Tank as combustion byproduct meter

houser

Past President
About 5 weeks or so ago I fixed a problem in my house that most certainly would have killed my tank or even worse.

6 weeks ago my old water heater vent pipe collapsed one night. Next morning I walked into the garage and it was very very warm. I knew something was wrong so I opened the garage door immediately. A glance at my pH meter showed 7.1 ( a drop from an average of 8.2). In a span of a few hours I killed a few frags, both my clams, and seriously browned out some other stuff. Basically my tank was about to crash.

Fast forward a few hours. Problem temporarily remedied, ventilation improved, correcting chemistry. Fast forward one week and I'd installed a completely new double wall vent pipe system with high wind tophat (or whatever they're called). When I pulled the original pipe out of the wall it was very old, paper thin, and like swiss cheese. So that single wall pipe was leaking for a long time.

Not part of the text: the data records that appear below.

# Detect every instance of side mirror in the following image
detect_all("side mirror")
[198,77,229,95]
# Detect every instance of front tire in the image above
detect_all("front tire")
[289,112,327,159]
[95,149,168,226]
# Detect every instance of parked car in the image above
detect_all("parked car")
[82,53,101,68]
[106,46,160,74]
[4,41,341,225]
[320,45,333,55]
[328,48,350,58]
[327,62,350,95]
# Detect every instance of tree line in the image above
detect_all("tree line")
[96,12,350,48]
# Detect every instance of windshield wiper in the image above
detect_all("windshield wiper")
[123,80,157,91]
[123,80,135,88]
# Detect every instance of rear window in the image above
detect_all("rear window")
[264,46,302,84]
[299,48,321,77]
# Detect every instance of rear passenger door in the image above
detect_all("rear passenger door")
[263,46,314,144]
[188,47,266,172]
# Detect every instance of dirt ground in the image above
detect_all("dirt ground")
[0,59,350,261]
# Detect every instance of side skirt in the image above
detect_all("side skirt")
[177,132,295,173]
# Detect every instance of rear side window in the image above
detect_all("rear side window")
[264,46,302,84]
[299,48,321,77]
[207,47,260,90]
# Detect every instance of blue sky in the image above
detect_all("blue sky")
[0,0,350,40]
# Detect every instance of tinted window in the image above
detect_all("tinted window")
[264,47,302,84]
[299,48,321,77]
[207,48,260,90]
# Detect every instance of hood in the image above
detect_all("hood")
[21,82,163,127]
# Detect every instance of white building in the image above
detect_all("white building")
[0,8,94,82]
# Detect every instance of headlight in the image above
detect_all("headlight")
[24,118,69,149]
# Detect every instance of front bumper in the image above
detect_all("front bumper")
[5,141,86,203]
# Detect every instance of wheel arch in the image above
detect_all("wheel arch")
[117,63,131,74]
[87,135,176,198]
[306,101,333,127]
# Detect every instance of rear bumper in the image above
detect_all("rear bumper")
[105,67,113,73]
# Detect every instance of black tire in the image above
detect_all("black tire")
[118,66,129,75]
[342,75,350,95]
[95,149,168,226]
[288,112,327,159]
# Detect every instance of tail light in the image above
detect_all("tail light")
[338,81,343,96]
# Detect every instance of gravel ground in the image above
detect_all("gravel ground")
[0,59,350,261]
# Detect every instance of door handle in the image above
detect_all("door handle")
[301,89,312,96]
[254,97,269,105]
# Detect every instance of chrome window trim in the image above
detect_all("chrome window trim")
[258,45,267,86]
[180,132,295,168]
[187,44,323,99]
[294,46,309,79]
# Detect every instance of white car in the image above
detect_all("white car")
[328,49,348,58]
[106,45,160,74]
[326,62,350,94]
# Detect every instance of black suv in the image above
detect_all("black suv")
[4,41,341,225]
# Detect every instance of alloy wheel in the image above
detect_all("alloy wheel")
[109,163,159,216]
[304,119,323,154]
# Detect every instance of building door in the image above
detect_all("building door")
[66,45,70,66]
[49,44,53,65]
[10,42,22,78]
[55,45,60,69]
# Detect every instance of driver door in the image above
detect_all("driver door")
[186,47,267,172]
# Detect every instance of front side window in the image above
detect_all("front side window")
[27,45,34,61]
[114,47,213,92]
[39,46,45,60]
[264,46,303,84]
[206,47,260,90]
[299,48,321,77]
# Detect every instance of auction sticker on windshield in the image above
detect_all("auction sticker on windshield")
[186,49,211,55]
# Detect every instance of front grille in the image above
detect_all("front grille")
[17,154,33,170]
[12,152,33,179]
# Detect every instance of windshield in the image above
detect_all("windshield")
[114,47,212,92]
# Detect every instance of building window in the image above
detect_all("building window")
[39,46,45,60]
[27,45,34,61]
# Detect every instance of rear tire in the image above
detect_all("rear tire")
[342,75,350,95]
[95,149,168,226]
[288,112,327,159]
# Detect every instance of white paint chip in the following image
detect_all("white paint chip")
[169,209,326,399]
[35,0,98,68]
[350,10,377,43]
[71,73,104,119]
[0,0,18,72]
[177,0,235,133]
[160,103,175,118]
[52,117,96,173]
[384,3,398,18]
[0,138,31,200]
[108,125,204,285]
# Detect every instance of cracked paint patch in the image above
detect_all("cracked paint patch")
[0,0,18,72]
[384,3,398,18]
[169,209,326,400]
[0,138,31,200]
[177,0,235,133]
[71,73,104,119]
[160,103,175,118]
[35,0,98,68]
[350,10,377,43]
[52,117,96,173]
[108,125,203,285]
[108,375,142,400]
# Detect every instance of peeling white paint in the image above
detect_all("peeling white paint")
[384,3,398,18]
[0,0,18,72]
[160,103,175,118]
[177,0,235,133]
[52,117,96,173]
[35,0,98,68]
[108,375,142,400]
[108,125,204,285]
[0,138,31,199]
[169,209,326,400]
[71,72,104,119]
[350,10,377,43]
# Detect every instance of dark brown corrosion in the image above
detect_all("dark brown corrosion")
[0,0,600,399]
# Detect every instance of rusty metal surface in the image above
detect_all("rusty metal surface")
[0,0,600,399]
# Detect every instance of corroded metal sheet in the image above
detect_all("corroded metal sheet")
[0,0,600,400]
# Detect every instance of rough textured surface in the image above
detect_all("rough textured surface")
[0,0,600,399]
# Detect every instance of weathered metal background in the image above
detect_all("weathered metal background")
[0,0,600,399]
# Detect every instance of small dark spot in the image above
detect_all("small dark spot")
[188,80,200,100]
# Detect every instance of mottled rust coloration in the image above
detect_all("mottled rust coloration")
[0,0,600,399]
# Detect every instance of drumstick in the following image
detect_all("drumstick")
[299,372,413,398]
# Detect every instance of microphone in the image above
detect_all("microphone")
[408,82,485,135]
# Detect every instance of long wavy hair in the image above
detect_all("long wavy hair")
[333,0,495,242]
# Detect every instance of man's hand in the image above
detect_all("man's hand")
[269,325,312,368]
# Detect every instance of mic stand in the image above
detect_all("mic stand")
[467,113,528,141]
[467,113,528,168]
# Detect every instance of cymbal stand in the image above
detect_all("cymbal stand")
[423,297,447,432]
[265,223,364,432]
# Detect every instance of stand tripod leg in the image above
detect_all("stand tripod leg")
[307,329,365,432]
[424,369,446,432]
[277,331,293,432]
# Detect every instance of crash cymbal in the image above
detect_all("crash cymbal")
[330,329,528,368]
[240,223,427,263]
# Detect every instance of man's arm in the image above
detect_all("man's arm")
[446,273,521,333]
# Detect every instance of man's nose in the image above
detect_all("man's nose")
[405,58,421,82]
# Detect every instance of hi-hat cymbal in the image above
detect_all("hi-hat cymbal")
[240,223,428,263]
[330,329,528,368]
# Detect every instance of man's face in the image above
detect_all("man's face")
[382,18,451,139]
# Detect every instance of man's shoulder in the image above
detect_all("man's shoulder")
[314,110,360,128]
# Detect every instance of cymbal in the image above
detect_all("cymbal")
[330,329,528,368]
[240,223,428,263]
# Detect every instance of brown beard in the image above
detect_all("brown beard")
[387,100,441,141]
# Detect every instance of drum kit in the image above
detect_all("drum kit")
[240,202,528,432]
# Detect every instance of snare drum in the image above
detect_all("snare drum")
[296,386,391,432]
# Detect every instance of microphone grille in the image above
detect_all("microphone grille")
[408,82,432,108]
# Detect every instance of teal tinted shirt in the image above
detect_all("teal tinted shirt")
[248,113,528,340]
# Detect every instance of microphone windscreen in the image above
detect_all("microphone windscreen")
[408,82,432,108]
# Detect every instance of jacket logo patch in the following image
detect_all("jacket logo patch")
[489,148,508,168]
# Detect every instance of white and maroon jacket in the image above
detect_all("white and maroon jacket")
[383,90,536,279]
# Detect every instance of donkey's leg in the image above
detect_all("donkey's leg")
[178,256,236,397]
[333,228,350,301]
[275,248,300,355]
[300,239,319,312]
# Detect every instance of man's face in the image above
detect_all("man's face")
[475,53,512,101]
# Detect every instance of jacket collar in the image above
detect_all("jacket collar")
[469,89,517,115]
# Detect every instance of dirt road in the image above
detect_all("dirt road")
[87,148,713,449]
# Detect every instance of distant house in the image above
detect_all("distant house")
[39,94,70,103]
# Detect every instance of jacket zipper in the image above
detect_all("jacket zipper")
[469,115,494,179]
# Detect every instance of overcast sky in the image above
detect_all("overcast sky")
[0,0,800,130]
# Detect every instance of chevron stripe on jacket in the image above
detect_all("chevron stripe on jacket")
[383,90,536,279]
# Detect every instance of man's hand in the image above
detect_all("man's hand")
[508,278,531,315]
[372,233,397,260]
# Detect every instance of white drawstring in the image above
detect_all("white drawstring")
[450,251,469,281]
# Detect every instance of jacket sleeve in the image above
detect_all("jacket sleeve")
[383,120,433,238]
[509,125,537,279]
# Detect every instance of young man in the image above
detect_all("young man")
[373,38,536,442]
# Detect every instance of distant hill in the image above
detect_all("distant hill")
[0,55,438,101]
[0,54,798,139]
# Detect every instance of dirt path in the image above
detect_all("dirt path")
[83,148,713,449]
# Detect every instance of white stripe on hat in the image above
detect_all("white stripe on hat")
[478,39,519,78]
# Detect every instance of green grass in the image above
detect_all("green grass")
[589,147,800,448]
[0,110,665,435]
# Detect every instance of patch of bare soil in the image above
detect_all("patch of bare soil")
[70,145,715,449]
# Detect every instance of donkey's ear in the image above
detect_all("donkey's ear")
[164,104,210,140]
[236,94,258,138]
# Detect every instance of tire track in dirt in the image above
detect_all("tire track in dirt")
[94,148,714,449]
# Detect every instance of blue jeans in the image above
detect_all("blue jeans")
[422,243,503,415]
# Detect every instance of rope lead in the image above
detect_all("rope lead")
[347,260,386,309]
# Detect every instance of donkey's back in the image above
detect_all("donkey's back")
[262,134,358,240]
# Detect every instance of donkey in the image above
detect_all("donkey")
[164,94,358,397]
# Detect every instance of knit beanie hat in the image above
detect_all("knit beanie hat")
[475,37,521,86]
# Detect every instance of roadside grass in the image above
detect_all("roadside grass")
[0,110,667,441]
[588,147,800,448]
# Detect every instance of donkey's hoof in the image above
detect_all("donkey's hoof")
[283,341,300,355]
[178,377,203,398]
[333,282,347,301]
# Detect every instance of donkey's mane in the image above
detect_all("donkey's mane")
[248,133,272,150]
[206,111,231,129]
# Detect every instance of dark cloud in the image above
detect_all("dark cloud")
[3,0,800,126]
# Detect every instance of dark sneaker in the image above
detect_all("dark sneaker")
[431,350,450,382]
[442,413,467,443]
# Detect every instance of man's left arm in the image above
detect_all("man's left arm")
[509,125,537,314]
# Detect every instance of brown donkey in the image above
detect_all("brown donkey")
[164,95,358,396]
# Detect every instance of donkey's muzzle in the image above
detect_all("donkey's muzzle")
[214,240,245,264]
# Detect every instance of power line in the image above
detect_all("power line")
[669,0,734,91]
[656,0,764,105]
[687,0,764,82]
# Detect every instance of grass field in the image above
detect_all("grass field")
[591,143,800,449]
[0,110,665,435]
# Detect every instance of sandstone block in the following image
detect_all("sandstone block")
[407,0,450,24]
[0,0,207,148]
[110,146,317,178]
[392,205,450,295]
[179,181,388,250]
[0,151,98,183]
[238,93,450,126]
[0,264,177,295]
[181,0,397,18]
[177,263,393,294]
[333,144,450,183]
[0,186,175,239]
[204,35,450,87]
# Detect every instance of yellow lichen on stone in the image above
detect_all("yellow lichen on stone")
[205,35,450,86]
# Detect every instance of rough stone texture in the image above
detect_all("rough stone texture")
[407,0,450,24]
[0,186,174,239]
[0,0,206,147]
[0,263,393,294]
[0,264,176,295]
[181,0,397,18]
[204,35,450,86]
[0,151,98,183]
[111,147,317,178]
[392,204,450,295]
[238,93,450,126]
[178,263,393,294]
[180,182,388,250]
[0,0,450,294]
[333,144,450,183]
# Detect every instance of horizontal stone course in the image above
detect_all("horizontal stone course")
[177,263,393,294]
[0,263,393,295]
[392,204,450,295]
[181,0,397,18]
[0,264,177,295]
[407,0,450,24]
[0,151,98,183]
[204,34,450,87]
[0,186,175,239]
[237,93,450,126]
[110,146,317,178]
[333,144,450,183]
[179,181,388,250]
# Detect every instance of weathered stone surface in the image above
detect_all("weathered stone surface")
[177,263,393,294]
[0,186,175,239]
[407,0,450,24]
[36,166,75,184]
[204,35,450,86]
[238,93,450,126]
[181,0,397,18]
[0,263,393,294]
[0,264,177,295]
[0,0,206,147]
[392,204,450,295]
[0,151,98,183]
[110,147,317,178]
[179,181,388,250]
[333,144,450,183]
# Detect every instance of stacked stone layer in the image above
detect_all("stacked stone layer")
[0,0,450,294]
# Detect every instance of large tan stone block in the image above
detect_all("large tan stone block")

I could never quite explain why my tank wasn't completely stable from a chemistry perspective. My pH was swinging around. Hindsight is 20/20 because it dipped in the morning a little and again in the evening. Not every evening though. Now it's clear. Morning depression was the morning showers my wife and I took. Evening depression was filling up the bath for the kids a few times a week. And that explains how the cheato and stand of caleurpa grow so well despite zero perceived nutrients. Well they were actually flooded with CO2.

Since the repair my garage humidity is lower due to improved ventilation (tophat) and the fact I'm not venting water vapor (combustion byproduct) back into my garage. My tank runs at 8.2+ to 8.3 24/7. Things literally took off growing, acros shooting new branches, etc... Browns back to blues and purples (slowly).

Learning experience for sure. We had warning meters in the house, I just never thought I actually had one in the garage.
 
Hmmm wonder why your vent pipe was so rusted out, newer water heater attached? I know I couldn't get those 90+% efficient furnaces because they pull so much heat out of the air they'd vent water and I would have needed PVC (amongst other things) as a vent.